Monday 6 August 2007

Poetry matters

Hmmmm...the poetry world is a strange one. Ever since I started thinking about getting poems out of my notebook and into the rest of the world I have been having problems with the more or less accepted way of doing things for unknown poets (once you're in any way famous the rules change and you can do anything you like). It goes like this - option (a) - you write tricky, clever, wordy, deep, highly worked poems that in truth very few people can make head, tail or left leg of and you send them to literary magazines that nobody reads except poets, academics and poetry magazine editors, you get a CV, a reputation (if you're lucky) and book published by a small publisher and then you teach lots of creative writing classes (to make more poets like you) and complain about how the rest of the world doesn't appreciate real poetry. Or there's option (b) - you write snappy, funny, maybe rude, maybe rhyming poems and you perform them live (because nobody wants to read stuff like that) and you drag yourself to slams and open mics and perform them to lots of other poets and their long suffering loved ones and you get a CV, a reputation (if you're lucky) and a job on the radio now and again and then you teach lots of performing workshops (to make more poets like you...except you're not allowed to call yourself a poet - you're a performance poet and not very serious after all).

Now some might say (be quiet Noel) that this is simplifying things (albeit using lots of very long rambling sentences). Maybe you know lots of people who have managed to sneak between the options and be allowed to be just poets (not literary poets or performance poets). You might say who gives a damn. And I know in the great scheme of things (war, famine etc) it's not exactly up there with the world's great problems...but it bugs me. Bugs me quite a lot some days.

It bugs me that the so-called literary magazines think their poetry is better just because it's harder to understand. That if you're not in exactly the place they expect to find you that you must be crap, unimaginative, more a performer than a writer. It bugs me that most of the best poets wrote quite a lot of really simple things (that's how they got popular - people could understand them!) and that they wrote the stuff these magazines tell you not to write - ie. personal poems, funny poems, weird poems, poems people can understand. If Philip Larkin were trying to get 'This be the verse' published today he wouldn't stand a chance. And Robert Frost, love, 'could you work on the metaphors a bit more - they're so obvious'.

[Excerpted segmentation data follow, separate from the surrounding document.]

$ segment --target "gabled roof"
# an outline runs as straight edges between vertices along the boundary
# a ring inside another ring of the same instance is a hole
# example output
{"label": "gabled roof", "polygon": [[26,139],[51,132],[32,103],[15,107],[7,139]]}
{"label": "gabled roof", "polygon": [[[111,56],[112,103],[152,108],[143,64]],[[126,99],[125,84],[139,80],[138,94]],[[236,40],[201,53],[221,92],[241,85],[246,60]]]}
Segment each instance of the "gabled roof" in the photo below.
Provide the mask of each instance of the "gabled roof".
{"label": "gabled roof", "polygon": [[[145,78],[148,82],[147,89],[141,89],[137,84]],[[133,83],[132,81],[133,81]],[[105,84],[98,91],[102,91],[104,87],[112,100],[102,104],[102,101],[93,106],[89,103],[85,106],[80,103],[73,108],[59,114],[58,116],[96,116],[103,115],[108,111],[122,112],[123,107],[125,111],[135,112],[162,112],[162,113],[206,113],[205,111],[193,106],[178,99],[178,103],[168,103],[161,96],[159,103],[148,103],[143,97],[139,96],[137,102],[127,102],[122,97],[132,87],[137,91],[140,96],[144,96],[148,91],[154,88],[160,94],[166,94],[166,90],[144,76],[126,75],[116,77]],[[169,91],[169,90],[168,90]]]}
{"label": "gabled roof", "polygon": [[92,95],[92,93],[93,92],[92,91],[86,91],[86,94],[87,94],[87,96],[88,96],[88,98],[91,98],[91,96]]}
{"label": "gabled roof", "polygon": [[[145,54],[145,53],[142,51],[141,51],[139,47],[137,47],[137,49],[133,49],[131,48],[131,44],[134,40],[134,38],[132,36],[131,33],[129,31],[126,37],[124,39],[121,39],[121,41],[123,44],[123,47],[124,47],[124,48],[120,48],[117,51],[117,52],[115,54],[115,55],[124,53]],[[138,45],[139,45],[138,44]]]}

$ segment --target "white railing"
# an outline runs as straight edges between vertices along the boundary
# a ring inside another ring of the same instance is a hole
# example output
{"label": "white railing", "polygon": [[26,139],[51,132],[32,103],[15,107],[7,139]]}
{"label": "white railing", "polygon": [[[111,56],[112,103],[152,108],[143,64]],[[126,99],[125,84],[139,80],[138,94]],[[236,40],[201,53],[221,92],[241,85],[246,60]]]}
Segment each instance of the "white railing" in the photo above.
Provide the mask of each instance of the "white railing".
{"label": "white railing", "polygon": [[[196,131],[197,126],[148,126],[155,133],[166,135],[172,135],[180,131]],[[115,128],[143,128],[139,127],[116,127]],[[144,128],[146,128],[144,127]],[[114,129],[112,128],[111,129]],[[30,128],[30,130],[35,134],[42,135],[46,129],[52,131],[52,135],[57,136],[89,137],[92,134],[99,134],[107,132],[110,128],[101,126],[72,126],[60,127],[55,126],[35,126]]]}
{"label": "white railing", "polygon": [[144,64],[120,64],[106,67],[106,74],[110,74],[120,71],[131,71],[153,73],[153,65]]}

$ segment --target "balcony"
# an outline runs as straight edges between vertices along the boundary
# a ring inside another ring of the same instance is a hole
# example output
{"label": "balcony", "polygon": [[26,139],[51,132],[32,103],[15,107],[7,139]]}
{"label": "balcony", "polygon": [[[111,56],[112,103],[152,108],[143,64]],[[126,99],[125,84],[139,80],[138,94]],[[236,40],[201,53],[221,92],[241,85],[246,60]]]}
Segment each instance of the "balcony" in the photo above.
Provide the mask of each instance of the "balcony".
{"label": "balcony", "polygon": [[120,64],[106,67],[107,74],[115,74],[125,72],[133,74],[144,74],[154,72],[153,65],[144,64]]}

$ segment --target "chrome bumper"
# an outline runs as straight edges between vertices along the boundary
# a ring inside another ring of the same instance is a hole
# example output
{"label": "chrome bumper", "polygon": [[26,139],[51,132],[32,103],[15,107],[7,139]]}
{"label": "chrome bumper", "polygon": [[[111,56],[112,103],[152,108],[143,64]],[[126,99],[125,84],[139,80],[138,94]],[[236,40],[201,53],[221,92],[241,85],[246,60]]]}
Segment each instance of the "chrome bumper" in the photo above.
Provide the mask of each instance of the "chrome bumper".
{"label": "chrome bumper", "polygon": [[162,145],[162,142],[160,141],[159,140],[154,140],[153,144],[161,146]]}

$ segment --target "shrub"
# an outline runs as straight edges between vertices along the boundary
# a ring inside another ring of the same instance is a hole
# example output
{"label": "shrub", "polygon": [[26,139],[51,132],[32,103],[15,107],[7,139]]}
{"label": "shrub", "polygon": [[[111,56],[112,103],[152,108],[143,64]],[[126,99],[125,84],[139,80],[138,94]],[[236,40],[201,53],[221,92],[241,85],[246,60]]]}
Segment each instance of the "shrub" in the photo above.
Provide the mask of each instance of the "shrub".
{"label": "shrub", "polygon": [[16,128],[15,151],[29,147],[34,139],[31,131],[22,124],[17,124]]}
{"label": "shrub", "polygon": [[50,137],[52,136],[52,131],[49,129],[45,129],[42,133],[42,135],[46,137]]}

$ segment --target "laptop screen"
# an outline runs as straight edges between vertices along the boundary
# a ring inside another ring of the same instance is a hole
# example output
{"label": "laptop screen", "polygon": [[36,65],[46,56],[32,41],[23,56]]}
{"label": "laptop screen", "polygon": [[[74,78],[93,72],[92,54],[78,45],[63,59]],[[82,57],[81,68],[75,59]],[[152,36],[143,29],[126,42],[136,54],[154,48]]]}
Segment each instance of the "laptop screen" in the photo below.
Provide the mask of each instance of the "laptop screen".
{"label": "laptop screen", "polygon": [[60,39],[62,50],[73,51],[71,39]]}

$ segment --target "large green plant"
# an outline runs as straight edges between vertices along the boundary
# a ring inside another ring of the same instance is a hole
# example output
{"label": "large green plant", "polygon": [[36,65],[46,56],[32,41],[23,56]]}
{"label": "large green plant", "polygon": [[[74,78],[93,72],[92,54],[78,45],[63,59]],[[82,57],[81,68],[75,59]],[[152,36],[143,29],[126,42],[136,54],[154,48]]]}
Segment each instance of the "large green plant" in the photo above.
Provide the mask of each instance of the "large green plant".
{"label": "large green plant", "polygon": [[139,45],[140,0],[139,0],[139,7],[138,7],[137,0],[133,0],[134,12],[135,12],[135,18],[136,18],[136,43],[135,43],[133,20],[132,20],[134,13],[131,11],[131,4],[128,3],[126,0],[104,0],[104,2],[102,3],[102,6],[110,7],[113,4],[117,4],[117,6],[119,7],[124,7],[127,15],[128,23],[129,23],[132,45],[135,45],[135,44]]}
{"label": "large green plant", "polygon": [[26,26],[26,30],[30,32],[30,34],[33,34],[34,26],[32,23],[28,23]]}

I don't know why I still send poems to the poetry magazines. Partly because I have had the odd bit of success here and there. Partly because the more people tell me 'no' the more I say 'why not - why does it only have to be one way?' Partly because I get such good reactions from other people (ordinary people...non-poetry executives). But maybe I will give up soon enough and concentrate on getting the poems out and about in all the other ways - the postcards, the website, the performing (well...some of it ...I can live without poetry slams I think). Then there'll be no more letters (like today's) telling me my poems are 'too personal'. I am a lot more thickskinned than I was it doesn't upset me the way it used to. I am fairly bloody-minded and sure I am right. And anyway, Wendy Cope has already answered that particular criticism years ago in her poem 'Manifesto' - 'And if some bloodless literary fart/Says that it's all too personal, I'll spit/And write the poems that will win your heart.'

I do it my own way. What other way is there?

p.s Watched 'I heart huckabees' last night. It was fantastic. 'Rock, you rock' indeed.